10.PTRS_simulation_weights

Author

Natasha Santhanam

Published

June 26, 2022

Check Simulation of Different Weights for PTRS correlation with observed trait

Read in files

weights <-  read_tsv("/Users/natashasanthanam/Downloads/weights.height.annot.tsv")  
weights <- read_tsv("/Users/natashasanthanam/Downloads/weights.bmi.annot.tsv")
pred_expr <- fread("/Users/natashasanthanam/Box/imlab-data/data-Github/web-data/2022-06-23-improving-figure-for-rat-ptrs/rat_metabolic_Ac_best__predict.txt") %>% select(-c(FID))

pred_expr <- pred_expr %>% select(c(IID, intersect(colnames(pred_expr), orth.rats$rnorvegicus_homolog_ensembl_gene) ))
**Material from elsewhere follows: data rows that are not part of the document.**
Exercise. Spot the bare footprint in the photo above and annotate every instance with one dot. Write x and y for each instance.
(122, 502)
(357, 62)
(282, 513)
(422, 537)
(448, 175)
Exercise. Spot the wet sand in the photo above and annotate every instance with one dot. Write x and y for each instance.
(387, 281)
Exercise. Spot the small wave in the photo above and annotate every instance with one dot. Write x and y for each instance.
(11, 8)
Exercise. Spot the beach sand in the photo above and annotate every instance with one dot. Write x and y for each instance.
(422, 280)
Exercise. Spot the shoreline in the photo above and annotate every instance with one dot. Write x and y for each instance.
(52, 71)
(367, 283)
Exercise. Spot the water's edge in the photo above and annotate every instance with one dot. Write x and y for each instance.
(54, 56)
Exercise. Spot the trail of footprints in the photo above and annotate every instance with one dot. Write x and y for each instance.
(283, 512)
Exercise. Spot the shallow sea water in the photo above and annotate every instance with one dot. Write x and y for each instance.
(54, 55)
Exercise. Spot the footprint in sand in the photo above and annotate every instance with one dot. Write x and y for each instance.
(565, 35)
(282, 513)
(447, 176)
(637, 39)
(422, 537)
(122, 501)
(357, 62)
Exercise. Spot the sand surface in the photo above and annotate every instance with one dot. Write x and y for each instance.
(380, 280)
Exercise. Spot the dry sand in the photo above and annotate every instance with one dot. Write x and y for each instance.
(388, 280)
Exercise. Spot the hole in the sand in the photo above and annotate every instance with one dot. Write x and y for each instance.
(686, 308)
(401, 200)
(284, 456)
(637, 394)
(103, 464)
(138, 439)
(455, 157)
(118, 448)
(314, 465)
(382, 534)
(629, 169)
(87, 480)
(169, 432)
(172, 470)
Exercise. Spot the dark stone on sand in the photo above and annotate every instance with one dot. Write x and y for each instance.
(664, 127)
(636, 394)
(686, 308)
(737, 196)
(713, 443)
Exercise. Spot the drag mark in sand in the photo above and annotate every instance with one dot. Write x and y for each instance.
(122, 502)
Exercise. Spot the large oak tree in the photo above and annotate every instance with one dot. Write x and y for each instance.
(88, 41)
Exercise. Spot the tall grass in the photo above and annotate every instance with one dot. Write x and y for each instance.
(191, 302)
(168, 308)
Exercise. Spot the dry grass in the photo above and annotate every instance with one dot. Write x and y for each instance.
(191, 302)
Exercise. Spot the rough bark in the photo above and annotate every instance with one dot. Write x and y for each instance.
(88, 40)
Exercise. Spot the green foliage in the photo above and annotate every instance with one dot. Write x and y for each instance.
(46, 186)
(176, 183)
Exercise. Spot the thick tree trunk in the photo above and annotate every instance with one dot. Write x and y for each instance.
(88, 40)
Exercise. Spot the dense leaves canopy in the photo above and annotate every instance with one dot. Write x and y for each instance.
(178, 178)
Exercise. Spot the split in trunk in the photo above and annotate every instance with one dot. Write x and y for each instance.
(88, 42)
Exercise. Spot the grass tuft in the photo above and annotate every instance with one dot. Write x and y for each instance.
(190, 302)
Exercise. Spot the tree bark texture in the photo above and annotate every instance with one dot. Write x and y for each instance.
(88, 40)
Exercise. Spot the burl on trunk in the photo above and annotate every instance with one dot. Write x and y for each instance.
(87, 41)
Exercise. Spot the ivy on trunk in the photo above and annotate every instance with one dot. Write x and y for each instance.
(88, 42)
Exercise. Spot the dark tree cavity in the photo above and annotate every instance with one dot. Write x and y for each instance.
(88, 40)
#change name to human ensembl id in humans
colnames(pred_expr)[2:ncol(pred_expr)] <- orth.rats[match(colnames(pred_expr)[2:ncol(pred_expr)], orth.rats$rnorvegicus_homolog_ensembl_gene), 1] %>% .[["ensembl_gene_id"]]

First create data frame of weights for 100 variations

We will use model 35 for the simulation for height

perm_weights_height <- matrix(0, nrow = nrow(weights), ncol = 100)

for(i in 1:ncol(perm_weights_height)) {
  j = sample(c(-1,1),nrow(weights),replace=T)
  df = weights[,38]*j
  perm_weights_height[,i] = df$model_36
}

perm_weights_height <- cbind(weights$model_36, perm_weights_height)
perm_weights_height <- as.data.frame(perm_weights_height) 
perm_weights_height <- perm_weights_height %>% mutate(gene_name = weights$gene_name, .before = colnames(perm_weights_height)[1])
colnames(perm_weights_height)[1:2] = c("gene_name", "obs_weights")

We will also use model 17 for BMI - since it produced the largest correlation

perm_weights_bmi <- matrix(0, nrow = nrow(weights), ncol = 100)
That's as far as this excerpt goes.